Oct 2, 2026 | 5 minutes
“We went from having data to actually using it”: Make helps Bemol deliver a small-business care on enterprise scale
For Bemol, real customer signals had been lost in thousands of collection calls and text replies. Here's how two AI agents built with Make turned idle data into a live feedback loop that caught issues and reduced churn.

Bemol, a leading Brazilian retail company with 5,500+ employees, has a dedicated collections team that follows up with customers who fall behind on installment payments. They collect thousands of call recordings and text replies where customers share their problems. These conversations are full of real customer signals and opportunities to improve the customer experience.
But with a volume of data that high, much of it never got to the people at Bemol who could act on it. Customer complaints often disappeared in the sea of data. Warranty issues stayed hidden from the responsible team. Leading to loyal customers churning.
Nelson Manfre, Senior Collection Analyst on Bemol's Collections Strategy Team, helped change that. Using Make, together with Whisper AI and ChatGPT, he built a set of two AI agents.
The first one listens to collection calls and routes anything actionable, like a customer mentioning a product defect, straight to the team that should handle it. The second AI agent reads every reply to Bemol's automated payment texts and flags the ones that need a human response. Together, these agents transformed idle data sources into a live feedback loop that reduced churn.
Ever since, Nelson has repeated this approach when he sees a problem: he builds an automation himself, proves it works, and embeds it in how the team works. The engineering team is no longer required for his team to solve problems; they build by themselves.
"The big-picture win? We went from having data to actually using it, and that shift is generating value in ways we hadn't even planned for when we started."
The challenge: Vital insights lost in a sea of data
Bemol records every call their collection team makes. Customers share useful feedback during those calls. Before Make, none of that information went anywhere useful. There was no way to keep up, let alone route it to a team that could actually follow up.
"If a customer says they didn't pay because a product had a defect, that information needs to reach the warranty team, so they can follow up with that customer individually. Before this, that kind of personalized handling simply didn't happen at scale."
Bemol also sends automated text reminders to customers who are behind on payments, and plenty of customers reply. Every one of those replies got saved to a database, but with that much volume, the team never had the analytical capacity to read through them and figure out which ones needed a reply.
The solution: A small-business care at scale
Nelson’s first Make orchestrated AI agent transcribes collection calls using Whisper AI and analyzes them with ChatGPT.
The agent identifies the specific, actionable information that customers mention (like a defective product or a warranty issue) and automatically routes it to the team that needs to act on it.
A complaint that used to disappear the moment the call ended now reaches the warranty team on its own, allowing individual follow-ups at the rapid scale.

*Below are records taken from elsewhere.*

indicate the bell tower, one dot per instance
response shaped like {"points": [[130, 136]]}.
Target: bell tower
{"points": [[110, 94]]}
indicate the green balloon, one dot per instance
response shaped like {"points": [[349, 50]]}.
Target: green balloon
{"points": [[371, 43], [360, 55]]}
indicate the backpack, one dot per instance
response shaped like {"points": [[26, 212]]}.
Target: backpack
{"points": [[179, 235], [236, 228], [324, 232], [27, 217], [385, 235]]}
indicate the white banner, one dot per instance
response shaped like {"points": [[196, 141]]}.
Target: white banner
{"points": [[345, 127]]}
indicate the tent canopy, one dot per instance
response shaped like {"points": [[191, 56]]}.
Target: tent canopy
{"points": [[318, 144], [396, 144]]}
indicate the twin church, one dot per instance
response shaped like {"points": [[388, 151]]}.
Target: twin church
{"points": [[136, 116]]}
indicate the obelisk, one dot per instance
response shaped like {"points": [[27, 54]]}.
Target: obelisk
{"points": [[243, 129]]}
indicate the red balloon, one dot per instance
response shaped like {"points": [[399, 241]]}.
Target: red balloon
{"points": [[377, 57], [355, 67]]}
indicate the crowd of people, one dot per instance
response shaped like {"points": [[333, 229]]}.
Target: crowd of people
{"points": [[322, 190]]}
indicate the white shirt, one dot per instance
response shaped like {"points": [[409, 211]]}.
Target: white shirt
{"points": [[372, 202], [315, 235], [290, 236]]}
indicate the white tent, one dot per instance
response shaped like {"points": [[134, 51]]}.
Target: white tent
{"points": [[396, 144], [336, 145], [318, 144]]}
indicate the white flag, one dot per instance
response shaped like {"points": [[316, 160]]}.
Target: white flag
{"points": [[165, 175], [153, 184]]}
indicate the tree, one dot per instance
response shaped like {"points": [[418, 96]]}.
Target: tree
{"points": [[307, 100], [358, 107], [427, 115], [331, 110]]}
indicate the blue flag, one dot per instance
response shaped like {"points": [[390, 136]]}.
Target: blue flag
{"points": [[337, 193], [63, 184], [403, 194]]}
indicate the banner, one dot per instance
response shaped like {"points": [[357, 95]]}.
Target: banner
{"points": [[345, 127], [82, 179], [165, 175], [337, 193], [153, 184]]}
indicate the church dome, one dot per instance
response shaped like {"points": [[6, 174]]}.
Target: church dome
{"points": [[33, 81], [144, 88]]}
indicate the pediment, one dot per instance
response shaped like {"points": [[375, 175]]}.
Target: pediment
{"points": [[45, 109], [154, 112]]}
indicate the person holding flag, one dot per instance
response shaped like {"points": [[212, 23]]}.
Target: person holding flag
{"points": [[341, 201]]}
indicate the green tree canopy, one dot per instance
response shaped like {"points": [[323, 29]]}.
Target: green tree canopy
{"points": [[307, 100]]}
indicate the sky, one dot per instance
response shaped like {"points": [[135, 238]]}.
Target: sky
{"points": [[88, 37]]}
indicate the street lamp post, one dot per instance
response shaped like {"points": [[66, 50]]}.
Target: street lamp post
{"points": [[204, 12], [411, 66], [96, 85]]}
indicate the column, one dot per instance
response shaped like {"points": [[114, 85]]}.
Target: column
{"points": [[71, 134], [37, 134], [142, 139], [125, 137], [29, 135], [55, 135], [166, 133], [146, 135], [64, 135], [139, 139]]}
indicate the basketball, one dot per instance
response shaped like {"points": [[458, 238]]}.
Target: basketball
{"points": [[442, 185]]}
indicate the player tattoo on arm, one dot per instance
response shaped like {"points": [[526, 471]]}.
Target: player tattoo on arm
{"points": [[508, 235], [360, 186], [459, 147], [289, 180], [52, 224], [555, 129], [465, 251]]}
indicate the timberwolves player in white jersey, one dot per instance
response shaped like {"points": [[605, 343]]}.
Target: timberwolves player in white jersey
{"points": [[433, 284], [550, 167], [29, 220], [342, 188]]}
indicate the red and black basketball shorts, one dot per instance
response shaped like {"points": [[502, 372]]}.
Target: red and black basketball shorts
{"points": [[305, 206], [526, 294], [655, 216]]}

A flagged text reply got the right support to an elderly customer
The second agent reads every customer reply to Bemol's payment texts and prioritizes the ones that actually need attention, instead of leaving them to sit in a database.
One of those flagged replies came from an elderly customer in an isolated community. He'd texted back that his TV had stopped working. Thanks to the AI agent, that reply reached the right team, who found out the TV was still under warranty and arranged a replacement.
"We would never have seen this message if we hadn't been looking. This customer lived somewhere isolated, he wasn't very familiar with technology, and he had no way to come into a store himself."
The results: “We solve a problem, customers return”
Personalized, individual follow-up on issues like warranty complaints now happens automatically, at a scale that wasn't possible before. Text replies that used to go unnoticed are read, prioritized, and acted on, turning idle data into live insights.
None of it required a meaningful increase in manual effort; the same team is simply no longer missing key information that was already coming through.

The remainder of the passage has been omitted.